The agreement does not mention any mechanism for continuing to hold prisoners without charge, and Iraqi legal experts say there is no such provision under Iraqi law.
But U.S. military spokesman Major Neal Fisher said Washington will ask Iraq not to free prisoners it considers "'radical extremists' or 'enduring threats.'"
"There will be cases in which a detainee falls into the category of high intelligence value or is a high threat but has not violated an Iraqi law, and thus should be released based on the security agreement," he said in an e-mail.
"We seriously desire that they will choose to keep these particular detainees off the streets."

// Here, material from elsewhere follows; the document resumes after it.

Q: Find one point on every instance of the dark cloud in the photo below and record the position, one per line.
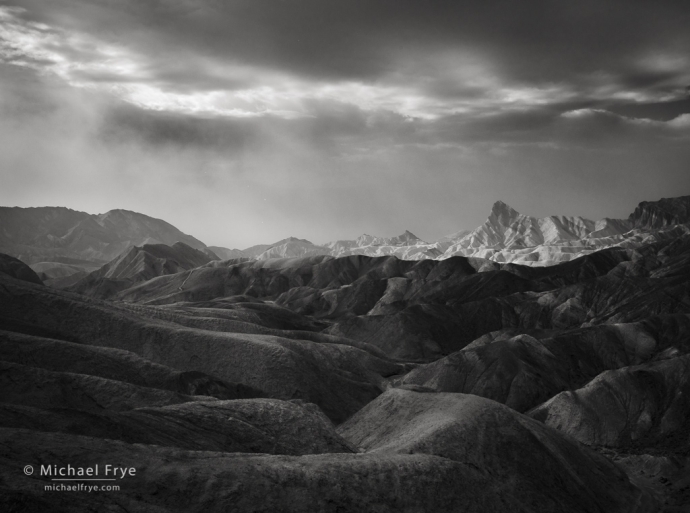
(331, 118)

An Iraqi government spokesman was not available to comment on whether Iraq would try to hold former U.S. prisoners without trial. Iraqi legal experts said such measures appear illegal.
"Neither the U.S. forces nor the Iraqi government has the right to keep detainees in prison without trial. It is against the Iraqi constitution and Iraqi laws," said Tariq Harib, a leading Iraqi criminal lawyer. "Every detainee should be freed if there is not enough evidence to convict him."
Kamal Abdul-Karim, an investigative judge, said courts are required to order the immediate release of all prisoners in cases where they find insufficient evidence to convict them.
"No one, whether from inside the government or outside it, can exert any pressure on us.... Detainees in prison without enough evidence, we will order their release immediately."
Prime Minister Nuri al-Maliki presented the U.S. pledge to free them or place them under Iraqi law as a milestone.
Over the past year, as violence subsided, the U.S. military has freed prisoners at a faster rate than it detained them, reducing the population from more than 26,000 to about 15,000.
It now says it is going through the remaining cases to determine who can be charged and who must be freed. Prisoners who cannot be charged will be ranked according to how dangerous they are and then released in order of that rank, Fisher said.
He said there was no firm deadline for how long that would take but it could last into 2010. Leaders of Iraq's Sunni Arab minority, which includes most detainees, said that was too slow.
"These statements do not reflect what has been agreed upon," said Abdul-Karim al-Sammaraie, member of parliament from the Sunni Iraqi Islamic Party. "We agreed to steady, gradual release.... We expect the gradual release to continue. By the end of the year prisons should empty of detainees."